In a significant shift for taxpayers, President Donald Trump’s “One Big Beautiful Bill Act,” enacted in July, aims to increase average tax refunds for the 2025 tax season. According to the Tax Foundation, a nonpartisan think tank, taxpayers could see refunds ranging from $300 to $1,000 more than in the previous year when they file their taxes in early 2026.
This uptick in refunds largely stems from the act’s provisions, which eliminate taxes on tips, overtime pay, and auto loan interest, while also expanding deductions for state and local taxes, parents, and seniors aged 65 and older. However, the new rules are complex, filled with various exceptions. A new Schedule 1-A form, which will need to be filled out by all taxpayers, is required to claim these benefits, although it is not currently available.
While many taxpayers stand to benefit from a larger refund, the act’s provisions could also lead to increased national deficit projections. The Congressional Budget Office has indicated that the tax breaks may exacerbate budgetary concerns over the next decade. The act, passed by a Republican-controlled Congress, has been criticized for disproportionately benefiting large corporations and wealthy individuals, all while slashing health care access for low-income and senior citizens. In Oregon, significant tax revenue losses are anticipated, as the state typically aligns its tax policies with federal cuts.

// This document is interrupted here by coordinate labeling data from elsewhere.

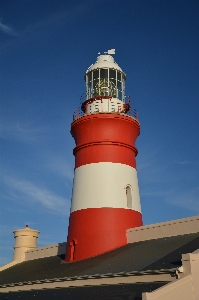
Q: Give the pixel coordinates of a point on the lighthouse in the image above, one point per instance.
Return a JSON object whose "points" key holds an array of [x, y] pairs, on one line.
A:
{"points": [[105, 199]]}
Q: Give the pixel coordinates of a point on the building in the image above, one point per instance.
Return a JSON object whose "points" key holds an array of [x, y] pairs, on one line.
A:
{"points": [[109, 253]]}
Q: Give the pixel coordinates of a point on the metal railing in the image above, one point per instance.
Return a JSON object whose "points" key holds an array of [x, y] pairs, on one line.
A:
{"points": [[127, 109]]}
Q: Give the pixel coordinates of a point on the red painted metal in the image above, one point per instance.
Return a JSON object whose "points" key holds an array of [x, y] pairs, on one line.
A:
{"points": [[105, 137], [98, 230]]}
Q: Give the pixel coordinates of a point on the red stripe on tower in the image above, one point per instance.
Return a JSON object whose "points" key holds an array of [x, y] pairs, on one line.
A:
{"points": [[105, 200]]}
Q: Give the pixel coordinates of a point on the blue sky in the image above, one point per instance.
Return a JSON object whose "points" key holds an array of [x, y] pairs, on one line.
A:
{"points": [[46, 48]]}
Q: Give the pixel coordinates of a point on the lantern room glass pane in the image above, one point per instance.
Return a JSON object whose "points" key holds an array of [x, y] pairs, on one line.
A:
{"points": [[112, 74], [89, 77], [95, 74], [118, 76], [103, 73]]}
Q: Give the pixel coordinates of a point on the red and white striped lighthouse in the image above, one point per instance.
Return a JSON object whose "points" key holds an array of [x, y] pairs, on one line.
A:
{"points": [[105, 199]]}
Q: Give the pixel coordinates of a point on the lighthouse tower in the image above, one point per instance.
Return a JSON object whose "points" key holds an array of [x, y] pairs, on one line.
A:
{"points": [[105, 199]]}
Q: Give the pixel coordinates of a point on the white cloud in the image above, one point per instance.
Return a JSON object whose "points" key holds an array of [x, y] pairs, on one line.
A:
{"points": [[7, 29], [35, 194]]}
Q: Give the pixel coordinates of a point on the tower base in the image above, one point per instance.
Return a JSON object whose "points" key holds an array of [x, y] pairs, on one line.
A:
{"points": [[93, 231]]}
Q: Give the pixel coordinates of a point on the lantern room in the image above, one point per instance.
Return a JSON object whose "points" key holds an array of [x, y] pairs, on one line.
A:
{"points": [[105, 86]]}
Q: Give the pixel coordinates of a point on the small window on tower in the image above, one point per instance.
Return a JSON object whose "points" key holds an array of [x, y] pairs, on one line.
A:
{"points": [[129, 196]]}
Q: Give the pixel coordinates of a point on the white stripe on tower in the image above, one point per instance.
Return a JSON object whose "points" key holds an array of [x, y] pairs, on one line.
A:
{"points": [[104, 185]]}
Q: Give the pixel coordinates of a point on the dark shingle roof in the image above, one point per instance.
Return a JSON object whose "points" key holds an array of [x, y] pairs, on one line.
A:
{"points": [[156, 254]]}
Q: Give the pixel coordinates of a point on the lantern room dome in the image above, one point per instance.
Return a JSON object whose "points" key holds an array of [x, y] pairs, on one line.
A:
{"points": [[104, 61]]}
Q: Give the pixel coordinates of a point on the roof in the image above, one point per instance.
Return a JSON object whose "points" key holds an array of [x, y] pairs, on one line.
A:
{"points": [[162, 253]]}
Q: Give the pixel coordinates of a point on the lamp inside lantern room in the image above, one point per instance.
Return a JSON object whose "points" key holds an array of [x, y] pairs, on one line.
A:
{"points": [[103, 80]]}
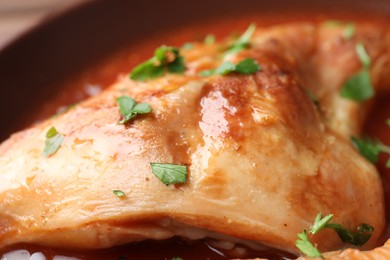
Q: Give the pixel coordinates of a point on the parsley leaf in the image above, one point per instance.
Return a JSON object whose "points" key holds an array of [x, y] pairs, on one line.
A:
{"points": [[166, 58], [209, 39], [306, 247], [370, 148], [242, 42], [130, 109], [359, 86], [53, 142], [320, 223], [187, 46], [363, 55], [357, 238], [170, 173], [119, 193], [247, 66]]}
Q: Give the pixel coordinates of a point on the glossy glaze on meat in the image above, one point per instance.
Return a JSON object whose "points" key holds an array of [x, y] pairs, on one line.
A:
{"points": [[263, 159]]}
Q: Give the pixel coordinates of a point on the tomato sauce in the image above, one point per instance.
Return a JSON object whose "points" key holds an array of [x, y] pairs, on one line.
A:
{"points": [[103, 74]]}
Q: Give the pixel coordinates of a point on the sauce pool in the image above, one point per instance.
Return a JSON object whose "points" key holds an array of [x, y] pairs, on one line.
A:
{"points": [[99, 76]]}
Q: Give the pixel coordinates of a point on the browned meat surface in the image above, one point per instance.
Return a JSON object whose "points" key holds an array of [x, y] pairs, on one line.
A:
{"points": [[263, 160]]}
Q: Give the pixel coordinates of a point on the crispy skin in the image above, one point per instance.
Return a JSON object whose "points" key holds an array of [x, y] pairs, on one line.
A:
{"points": [[263, 160]]}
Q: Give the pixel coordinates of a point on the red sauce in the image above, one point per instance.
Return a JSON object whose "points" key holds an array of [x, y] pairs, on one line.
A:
{"points": [[103, 74]]}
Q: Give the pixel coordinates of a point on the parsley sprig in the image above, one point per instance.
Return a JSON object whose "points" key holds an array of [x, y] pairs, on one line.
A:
{"points": [[359, 86], [53, 142], [169, 173], [349, 28], [130, 108], [246, 66], [306, 247], [166, 58], [357, 238]]}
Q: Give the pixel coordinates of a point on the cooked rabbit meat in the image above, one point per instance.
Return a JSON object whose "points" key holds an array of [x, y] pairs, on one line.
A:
{"points": [[262, 159]]}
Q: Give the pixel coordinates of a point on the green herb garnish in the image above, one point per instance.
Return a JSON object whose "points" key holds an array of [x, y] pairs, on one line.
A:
{"points": [[359, 86], [53, 141], [243, 42], [349, 28], [166, 58], [320, 223], [306, 247], [209, 39], [187, 46], [357, 238], [247, 66], [130, 109], [119, 193], [169, 173], [370, 148]]}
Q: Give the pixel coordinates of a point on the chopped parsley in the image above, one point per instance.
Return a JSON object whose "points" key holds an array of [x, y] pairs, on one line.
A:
{"points": [[130, 108], [53, 142], [119, 193], [359, 86], [349, 28], [243, 42], [363, 55], [209, 39], [247, 66], [370, 148], [169, 173], [357, 238], [166, 58], [187, 46], [306, 247], [320, 223]]}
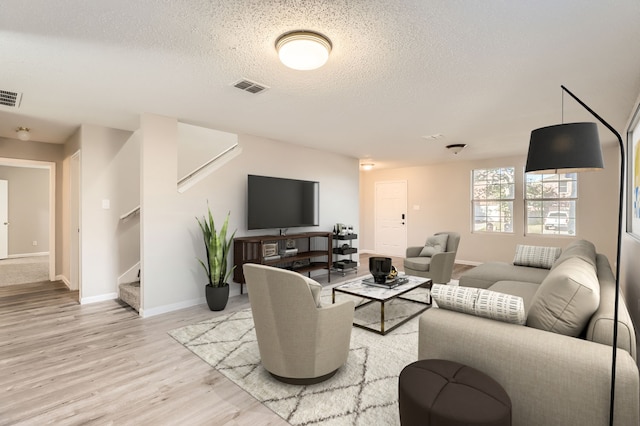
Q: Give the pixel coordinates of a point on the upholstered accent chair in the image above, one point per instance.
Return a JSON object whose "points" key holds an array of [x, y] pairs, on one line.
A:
{"points": [[300, 341], [435, 259]]}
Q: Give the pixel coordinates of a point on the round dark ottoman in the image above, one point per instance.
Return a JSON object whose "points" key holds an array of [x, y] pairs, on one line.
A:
{"points": [[435, 392]]}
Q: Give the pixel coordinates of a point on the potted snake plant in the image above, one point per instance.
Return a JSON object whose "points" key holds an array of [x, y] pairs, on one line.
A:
{"points": [[217, 248]]}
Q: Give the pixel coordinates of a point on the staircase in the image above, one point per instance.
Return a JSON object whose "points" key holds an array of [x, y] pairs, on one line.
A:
{"points": [[130, 294]]}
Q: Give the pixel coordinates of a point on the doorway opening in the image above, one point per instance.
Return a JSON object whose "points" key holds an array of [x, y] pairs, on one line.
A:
{"points": [[48, 249]]}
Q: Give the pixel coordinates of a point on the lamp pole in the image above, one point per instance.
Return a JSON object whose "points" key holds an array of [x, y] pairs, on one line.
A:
{"points": [[619, 249]]}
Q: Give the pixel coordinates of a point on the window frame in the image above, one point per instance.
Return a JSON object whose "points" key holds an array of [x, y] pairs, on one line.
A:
{"points": [[558, 203], [500, 220]]}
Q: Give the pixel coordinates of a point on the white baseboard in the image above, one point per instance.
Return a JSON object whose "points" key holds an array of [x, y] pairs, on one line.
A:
{"points": [[146, 313], [468, 262], [15, 256], [64, 280], [99, 298], [130, 275]]}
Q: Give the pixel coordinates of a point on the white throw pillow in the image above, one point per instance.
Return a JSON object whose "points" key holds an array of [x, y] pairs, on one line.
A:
{"points": [[536, 256], [435, 244], [480, 302]]}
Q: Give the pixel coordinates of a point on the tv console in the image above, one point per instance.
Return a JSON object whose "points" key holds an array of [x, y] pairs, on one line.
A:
{"points": [[260, 249]]}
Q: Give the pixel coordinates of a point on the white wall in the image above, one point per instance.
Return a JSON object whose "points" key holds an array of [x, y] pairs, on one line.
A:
{"points": [[172, 278], [100, 172], [443, 194]]}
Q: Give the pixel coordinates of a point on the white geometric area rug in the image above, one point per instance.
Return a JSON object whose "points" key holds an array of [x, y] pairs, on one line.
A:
{"points": [[362, 392]]}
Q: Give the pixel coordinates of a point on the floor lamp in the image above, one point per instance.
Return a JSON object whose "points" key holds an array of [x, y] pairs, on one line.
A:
{"points": [[575, 147]]}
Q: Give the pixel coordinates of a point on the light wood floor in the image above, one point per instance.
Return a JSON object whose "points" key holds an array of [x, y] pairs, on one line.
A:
{"points": [[68, 364]]}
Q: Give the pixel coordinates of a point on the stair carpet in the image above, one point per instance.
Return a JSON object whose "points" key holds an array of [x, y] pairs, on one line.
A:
{"points": [[130, 294]]}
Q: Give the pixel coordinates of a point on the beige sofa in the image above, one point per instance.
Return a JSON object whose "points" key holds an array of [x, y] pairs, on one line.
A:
{"points": [[551, 378]]}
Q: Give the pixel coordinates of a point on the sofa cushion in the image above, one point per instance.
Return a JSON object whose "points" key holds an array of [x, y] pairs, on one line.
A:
{"points": [[435, 244], [480, 302], [566, 299], [421, 263], [536, 256], [487, 274], [582, 249], [522, 289]]}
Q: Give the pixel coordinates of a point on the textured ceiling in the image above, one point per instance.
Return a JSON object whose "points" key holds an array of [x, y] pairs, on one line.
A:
{"points": [[484, 73]]}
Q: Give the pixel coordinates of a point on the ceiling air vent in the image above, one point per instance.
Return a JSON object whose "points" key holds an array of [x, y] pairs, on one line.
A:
{"points": [[10, 99], [250, 86]]}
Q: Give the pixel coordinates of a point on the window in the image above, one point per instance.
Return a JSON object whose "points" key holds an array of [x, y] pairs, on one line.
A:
{"points": [[492, 203], [550, 203]]}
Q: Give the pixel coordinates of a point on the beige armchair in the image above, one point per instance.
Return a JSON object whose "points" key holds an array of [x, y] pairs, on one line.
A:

Important considerations are emerging for taxpayers in preparation for filing 2025 taxes. The IRS has yet to announce the official start date for the tax filing season, but Oregon is expected to accept state tax returns on the same day as the federal government. Last year’s start date was January 27. Furthermore, taxpayers will face a transition away from paper checks—refunds will predominantly be issued via direct deposit. Therefore, having a bank account and the correct routing information is essential to avoid delays.

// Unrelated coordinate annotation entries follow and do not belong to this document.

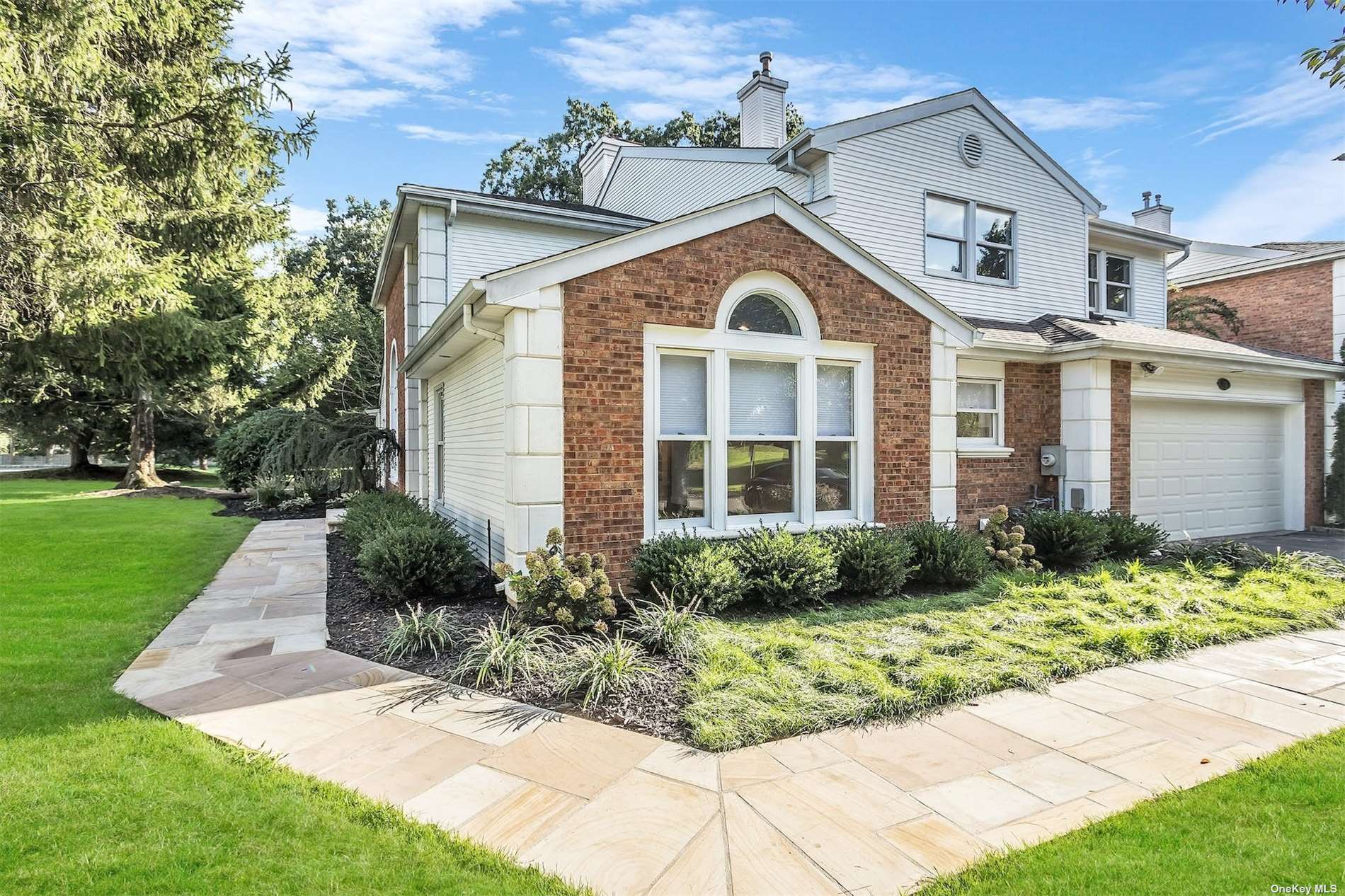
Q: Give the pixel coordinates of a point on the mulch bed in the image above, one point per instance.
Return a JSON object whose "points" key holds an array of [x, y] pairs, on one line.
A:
{"points": [[358, 624]]}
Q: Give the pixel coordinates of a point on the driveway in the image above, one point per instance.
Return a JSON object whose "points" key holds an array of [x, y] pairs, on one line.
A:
{"points": [[1318, 543]]}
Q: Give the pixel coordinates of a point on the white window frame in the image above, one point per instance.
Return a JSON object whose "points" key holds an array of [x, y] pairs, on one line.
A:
{"points": [[970, 241], [720, 346], [393, 413], [1098, 303], [440, 449], [982, 372]]}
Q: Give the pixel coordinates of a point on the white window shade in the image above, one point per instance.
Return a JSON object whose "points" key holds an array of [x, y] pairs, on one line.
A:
{"points": [[835, 400], [682, 396], [763, 398]]}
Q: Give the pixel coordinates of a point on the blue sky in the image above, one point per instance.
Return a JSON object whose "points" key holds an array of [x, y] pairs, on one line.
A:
{"points": [[1203, 103]]}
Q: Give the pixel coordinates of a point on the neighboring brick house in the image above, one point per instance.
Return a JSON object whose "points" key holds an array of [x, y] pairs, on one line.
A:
{"points": [[1288, 295], [911, 315]]}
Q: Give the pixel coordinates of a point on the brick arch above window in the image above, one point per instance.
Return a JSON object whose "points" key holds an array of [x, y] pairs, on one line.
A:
{"points": [[777, 285]]}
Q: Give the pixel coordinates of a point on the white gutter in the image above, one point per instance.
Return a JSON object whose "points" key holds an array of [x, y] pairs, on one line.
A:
{"points": [[476, 331], [794, 167]]}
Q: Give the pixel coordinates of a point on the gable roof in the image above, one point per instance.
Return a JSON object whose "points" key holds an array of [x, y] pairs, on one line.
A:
{"points": [[828, 136], [510, 283]]}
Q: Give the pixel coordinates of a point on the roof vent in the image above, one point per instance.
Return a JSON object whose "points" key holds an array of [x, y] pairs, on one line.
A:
{"points": [[973, 151]]}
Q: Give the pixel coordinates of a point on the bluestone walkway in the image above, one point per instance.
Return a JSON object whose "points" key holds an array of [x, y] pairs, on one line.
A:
{"points": [[847, 812]]}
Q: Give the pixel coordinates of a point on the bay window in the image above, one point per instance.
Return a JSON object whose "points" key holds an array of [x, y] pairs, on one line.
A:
{"points": [[759, 420], [970, 241], [1110, 283]]}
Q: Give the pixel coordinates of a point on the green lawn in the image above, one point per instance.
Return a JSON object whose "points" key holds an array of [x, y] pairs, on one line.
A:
{"points": [[1277, 821], [774, 676], [98, 796]]}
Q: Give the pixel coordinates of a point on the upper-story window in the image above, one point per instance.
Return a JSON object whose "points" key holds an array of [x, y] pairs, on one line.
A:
{"points": [[1111, 285], [970, 241]]}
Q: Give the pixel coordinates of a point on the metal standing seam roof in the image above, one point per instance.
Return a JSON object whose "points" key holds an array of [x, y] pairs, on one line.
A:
{"points": [[1058, 330]]}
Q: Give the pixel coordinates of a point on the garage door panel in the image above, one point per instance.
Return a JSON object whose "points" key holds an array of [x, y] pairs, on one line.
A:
{"points": [[1208, 469]]}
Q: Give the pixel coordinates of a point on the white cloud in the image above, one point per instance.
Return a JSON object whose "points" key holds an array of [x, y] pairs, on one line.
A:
{"points": [[1294, 96], [353, 57], [1092, 113], [307, 221], [463, 137], [1294, 195]]}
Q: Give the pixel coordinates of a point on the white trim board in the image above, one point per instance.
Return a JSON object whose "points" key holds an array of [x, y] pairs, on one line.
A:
{"points": [[510, 285]]}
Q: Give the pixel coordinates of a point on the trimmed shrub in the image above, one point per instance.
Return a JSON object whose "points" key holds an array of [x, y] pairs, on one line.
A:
{"points": [[783, 570], [871, 563], [427, 558], [1008, 548], [656, 563], [1064, 540], [568, 590], [709, 578], [241, 449], [1129, 539], [373, 513], [946, 556]]}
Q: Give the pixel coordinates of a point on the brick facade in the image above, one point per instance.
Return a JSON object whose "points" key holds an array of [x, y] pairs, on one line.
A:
{"points": [[1032, 420], [605, 316], [1289, 309], [1315, 448], [1121, 373], [394, 328]]}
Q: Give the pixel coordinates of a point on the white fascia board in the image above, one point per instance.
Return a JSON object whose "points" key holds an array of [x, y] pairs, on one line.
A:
{"points": [[506, 285], [443, 326], [829, 136], [1114, 350], [1129, 233], [385, 256], [1242, 270], [508, 207]]}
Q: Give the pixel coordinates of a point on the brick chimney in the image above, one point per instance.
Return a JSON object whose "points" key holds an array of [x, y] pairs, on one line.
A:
{"points": [[762, 108], [1155, 217]]}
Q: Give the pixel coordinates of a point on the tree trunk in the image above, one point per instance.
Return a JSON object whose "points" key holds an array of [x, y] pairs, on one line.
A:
{"points": [[80, 442], [140, 459]]}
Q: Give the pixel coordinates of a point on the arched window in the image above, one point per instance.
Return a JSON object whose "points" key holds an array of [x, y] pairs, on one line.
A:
{"points": [[762, 312]]}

For 2025, the standard deduction is set to rise by $750 for single filers and married individuals filing separately, totaling $15,750, and by $1,500 for married couples filing jointly, bringing their deduction to $31,500. Additionally, the act introduces significant tax breaks: single filers can exclude taxes on tips up to $25,000, while joint filers can deduct up to $300,000. Overtime income exemptions allow single filers to avoid taxes on up to $12,500 and joint filers on up to $25,000. Taxpayers purchasing new vehicles can also deduct up to $10,000 in auto loan interest, provided they meet specific income qualifications.

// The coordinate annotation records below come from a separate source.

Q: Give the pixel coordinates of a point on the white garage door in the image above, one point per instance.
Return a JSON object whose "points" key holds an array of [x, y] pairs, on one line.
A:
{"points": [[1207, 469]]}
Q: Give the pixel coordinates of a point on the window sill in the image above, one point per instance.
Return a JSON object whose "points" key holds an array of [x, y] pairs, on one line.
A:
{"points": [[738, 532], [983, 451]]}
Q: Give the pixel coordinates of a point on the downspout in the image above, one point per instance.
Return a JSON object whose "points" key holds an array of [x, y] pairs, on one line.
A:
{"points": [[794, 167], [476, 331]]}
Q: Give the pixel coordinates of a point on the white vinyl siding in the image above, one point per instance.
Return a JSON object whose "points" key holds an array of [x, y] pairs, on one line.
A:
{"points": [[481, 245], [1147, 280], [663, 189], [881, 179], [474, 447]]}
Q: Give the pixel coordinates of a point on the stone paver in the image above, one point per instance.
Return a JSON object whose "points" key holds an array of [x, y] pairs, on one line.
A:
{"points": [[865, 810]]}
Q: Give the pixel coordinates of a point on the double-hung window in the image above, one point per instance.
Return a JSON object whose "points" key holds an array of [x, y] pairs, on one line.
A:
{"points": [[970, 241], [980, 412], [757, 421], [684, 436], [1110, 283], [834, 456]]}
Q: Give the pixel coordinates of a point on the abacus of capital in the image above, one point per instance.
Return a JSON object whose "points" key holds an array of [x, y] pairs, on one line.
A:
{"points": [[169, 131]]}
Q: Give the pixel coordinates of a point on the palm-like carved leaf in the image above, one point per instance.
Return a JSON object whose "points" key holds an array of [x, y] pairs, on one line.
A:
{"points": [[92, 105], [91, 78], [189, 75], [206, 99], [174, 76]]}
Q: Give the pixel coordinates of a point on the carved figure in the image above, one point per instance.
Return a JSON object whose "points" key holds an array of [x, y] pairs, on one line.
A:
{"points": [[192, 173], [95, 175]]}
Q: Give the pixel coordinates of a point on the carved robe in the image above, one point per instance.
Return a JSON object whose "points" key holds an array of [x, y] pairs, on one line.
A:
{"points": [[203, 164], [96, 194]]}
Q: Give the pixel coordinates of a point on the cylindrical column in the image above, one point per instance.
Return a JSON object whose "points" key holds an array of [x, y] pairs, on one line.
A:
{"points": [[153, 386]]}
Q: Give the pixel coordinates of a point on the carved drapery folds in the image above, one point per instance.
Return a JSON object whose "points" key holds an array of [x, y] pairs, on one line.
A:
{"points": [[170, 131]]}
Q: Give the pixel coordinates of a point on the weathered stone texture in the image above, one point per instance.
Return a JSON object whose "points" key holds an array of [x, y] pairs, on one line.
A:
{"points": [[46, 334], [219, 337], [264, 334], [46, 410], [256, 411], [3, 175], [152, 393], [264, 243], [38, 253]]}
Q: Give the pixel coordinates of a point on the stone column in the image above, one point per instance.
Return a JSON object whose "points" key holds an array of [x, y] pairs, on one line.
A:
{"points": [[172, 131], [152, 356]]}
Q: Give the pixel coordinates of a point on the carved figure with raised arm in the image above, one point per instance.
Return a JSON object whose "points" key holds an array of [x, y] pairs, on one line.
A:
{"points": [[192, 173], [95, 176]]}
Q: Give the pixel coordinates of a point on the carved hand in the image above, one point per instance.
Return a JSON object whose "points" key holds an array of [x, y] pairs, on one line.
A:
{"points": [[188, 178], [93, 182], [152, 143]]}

The law also permits a much larger deduction for state and local taxes (SALT), increasing to $40,000 from the previous cap of $10,000, available to taxpayers with incomes under $500,000 per year. This change is particularly advantageous for wealthier taxpayers who typically face higher state and local tax burdens. The Child Tax Credit will increase by $200, making it $2,200 per child, while seniors will benefit from a new additional deduction of $6,000 for single filers and $12,000 for married couples, phasing out at higher income thresholds.
Additionally, Oregon taxpayers will receive the fourth-largest kicker refund in state history, designed to return excess state revenue to citizens, but this will only occur after they file their 2025 state taxes and have submitted a 2024 state tax return. Those wishing to determine the amount owed from this kicker can find the necessary tools on the Oregon Department of Revenue’s website.
As taxpayers brace for changes in the upcoming tax season, staying informed about new regulations and filing requirements will be crucial in ensuring they take full advantage of the benefits afforded under the new legislation.